Stocks up. Gold up. And oil back within a few cents of the $100 mark.

The world economy is, apparently, in full swing again. Until tomorrow, that is. Or next week. Who knows?

Investors have been suffering through a dazzling display of mixed signals lately. One minute they think the market’s got the hots for them…the next minute it’s throwing cold water in their face. It comes on strong…then plays coy. Shows some leg…then slaps a cheek. Last week investors got whacked. This week they’re all doe-eyed again. They think they’re in love.

Most folk don’t like all the games. “A simple ‘Yes’ or ‘No’ would do us just fine,” they say. “Think of all the time and money a straight-forward answer would save if the market would just pick a path and stick to it!”

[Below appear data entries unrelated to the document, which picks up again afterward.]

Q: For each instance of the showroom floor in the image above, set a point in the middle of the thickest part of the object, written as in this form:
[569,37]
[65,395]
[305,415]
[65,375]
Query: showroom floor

Ah…but where’s the fun in that, Fellow Reckoner? Where are the lessons along the way…the travails of the journey…the hardships to look back on through the rose-colored glasses of retrospect…the glory days to romanticize at some distant date in a far off future?

More importantly, what would we have to write about all day if everyone already knew the headlines of tomorrow’s papers? Who’d bother asking any questions? Not us.

Fortunately, that’s not the way markets work. The relationship is far more complex than that. Last week, for instance, it looked as if the whole thing had gone sour. Stocks plunged during the shortened trading week. News came out that Germany couldn’t sell its debt. Not Greece or Italy or any of the other fiscal misfits. Germany! An auction of 10-year Bunds fell apart at the seams.

“If Germany can’t sell its debt,” cried investors in a panic, “what hope does the rest of Europe have? Portugal…Spain…the rest of the PIIGS…they’ll have to go bust! Then what!?”

[Editor’s Note: As a quick aside, Eric Fry recently discussed these ongoing problems in the Eurozone, specifically Germany’s failed bond auction, on Capital Account with Lauren Lyster. As always, his comments were incredibly insightful. Check it out here:

Well, what a difference a good tryptophan-induced food coma can make. Investors awoke from their long weekend slumber having seemingly forgotten last week’s little lover’s tiff. Romance is in the air again. German Chancellor Angela Merkel and French President Nicolas Sarkozy are playing footsies under the Euro table, promising to come to a solution that satisfies everyone’s deepest desires.

In the US, too, investors have been quick to forget past transgressions. And quick to forget their own situation. Shoppers, for instance, forgot they had no money and hit the retail stores last week with all the gusto of a drunk falling off a wagon. Black Friday sales were up. Wages, savings and disposable incomes were not. Neither were employment levels. How long can out-of-work consumers continue buying Chinese knickknacks with money they don’t have? Not long would be our first guess. And our second, too.

Of course, it’s hard for the average man to know where he stands today. He follows his heart and his emotions. And both tell him to look to his leaders. He has heard that his country is broke…but he sees his leaders spending…and spending more than ever. He has a suspicion that debt might be a problem…but he is told that deficits don’t matter. He knows the money has run out…but he remembers hearing something about a helicopter. So he sticks his head out the window and looks to the sky. Then, when no money falls from the heavens, he heads to the mall just the same.

“Capitalism is supposed to be a system of profit and loss,” writes Jeffrey Tucker, publisher at Laissez-Faire Books, in today’s Whiskey & Gunpowder, “but in recent years, central bankers and central planners seem to have forgotten the part about losses. They push and pull every lever on the control board to try to make losses for the big players go away, which can be a bit like trying to stop a receding tide.”

Governmental “Too Big To Fail” mollycoddling has rendered a generation virtually incapable of dealing with losses. In short, the average man on the street today lives in a world largely sheltered from the consequences of actions, both his and his government’s. (For now.) His leaders promise him creation without destruction, knowledge without lessons, wisdom without experience…all funded with EZ credit, made available until the day he dies. Amen.

How is this man prepared for a catastrophe, you ask? He isn’t.

How can he conceive of a day when effect again meets with cause? He can’t.

What will happen when the unthinkable becomes the inevitable? Don’t ask.

Occasionally, however, the nourishing process of creative destruction, of unfettered capitalism, is “allowed” to do its work. It can be painful in the short run, yes, but the eventual result is a stronger, more vibrant future…one deserved of those brave enough to resist the urge to meddle.